Determining the drivers of aboveground net primary production (ANPP), a key ecosystem process, is an important goal of ecosystem ecology. However, accurate estimation of ANPP across larger areas remains challenging, especially for savanna ecosystems that are characterized by large spatiotemporal heterogeneity in ANPP. Satellite remote sensing methods are frequently used to estimate productivity at the landscape scale but generally lack the spatial and temporal resolution to capture the determinants of productivity variation. Here, we developed and tested methods for estimating herbaceous productivity as an alternative to labour-intensive repeated biomass clipping and caging of small plots. We compared measures of three spectral greenness indices, normalized difference vegetation index derived from Sentinel-2 (NDVIs) and a handheld radiometer (NDVIg), and green chromatic coordinate derived from digital repeat cameras (GCC) and tested their relationship to biweekly field-measured herbaceous ANPP using movable exclosures.
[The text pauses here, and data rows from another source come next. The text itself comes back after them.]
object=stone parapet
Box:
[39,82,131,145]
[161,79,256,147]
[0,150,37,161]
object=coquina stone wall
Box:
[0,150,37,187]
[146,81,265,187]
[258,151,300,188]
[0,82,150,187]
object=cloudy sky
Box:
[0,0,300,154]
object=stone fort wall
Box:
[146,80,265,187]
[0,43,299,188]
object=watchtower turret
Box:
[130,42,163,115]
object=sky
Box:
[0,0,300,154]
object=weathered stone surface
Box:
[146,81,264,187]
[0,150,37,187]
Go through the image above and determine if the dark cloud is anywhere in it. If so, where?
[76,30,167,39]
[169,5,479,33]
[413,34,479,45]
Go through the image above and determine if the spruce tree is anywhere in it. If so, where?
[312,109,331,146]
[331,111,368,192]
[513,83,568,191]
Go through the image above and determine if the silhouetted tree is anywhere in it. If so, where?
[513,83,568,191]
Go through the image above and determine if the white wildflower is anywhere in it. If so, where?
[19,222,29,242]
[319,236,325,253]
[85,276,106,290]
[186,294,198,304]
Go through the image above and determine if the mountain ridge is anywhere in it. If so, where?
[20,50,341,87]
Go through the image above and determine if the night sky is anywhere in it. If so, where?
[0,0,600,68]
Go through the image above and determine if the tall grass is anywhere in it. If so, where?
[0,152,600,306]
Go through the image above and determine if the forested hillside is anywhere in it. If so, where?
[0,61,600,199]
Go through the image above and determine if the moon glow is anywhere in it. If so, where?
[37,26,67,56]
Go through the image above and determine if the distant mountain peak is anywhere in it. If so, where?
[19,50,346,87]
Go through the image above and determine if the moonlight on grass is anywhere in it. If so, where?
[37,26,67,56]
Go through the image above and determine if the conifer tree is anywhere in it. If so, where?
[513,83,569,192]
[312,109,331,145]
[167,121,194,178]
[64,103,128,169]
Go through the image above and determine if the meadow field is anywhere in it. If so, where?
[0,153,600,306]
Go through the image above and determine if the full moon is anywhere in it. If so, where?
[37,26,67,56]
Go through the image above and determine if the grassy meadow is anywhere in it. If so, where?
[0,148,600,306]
We found that a satellite-based model including average NDVIs and its rate of change (ΔNDVIs) over the biweekly productivity measurement interval predicted herbaceous ANPP reasonably well (Jackknife R2 = 0.26). However, the predictive accuracy doubled (Jackknife R2 = 0.52) when including the sum of day to day increases in camera trap-derived vegetation greenness (tGCC). This result can be considered promising, given the current lack of productivity estimation methods at comparable spatiotemporal resolution. We furthermore found that the fine (daily) temporal resolution of GCC time series captured fast vegetation responses to rainfall events that were missed when using a coarser temporal resolution (>2 days). These findings demonstrate the importance of measuring at a fine temporal resolution for predicting herbaceous ANPP in savanna ecosystems. We conclude that camera traps are promising in offering a reliable and cost-effective method to estimate productivity in savannas and contribute to a better understanding of ecosystem functioning and its drivers.

中文翻译:

相机陷阱能够以高时间分辨率估计非洲稀树草原中草本植物的地上净初级生产量 (ANPP)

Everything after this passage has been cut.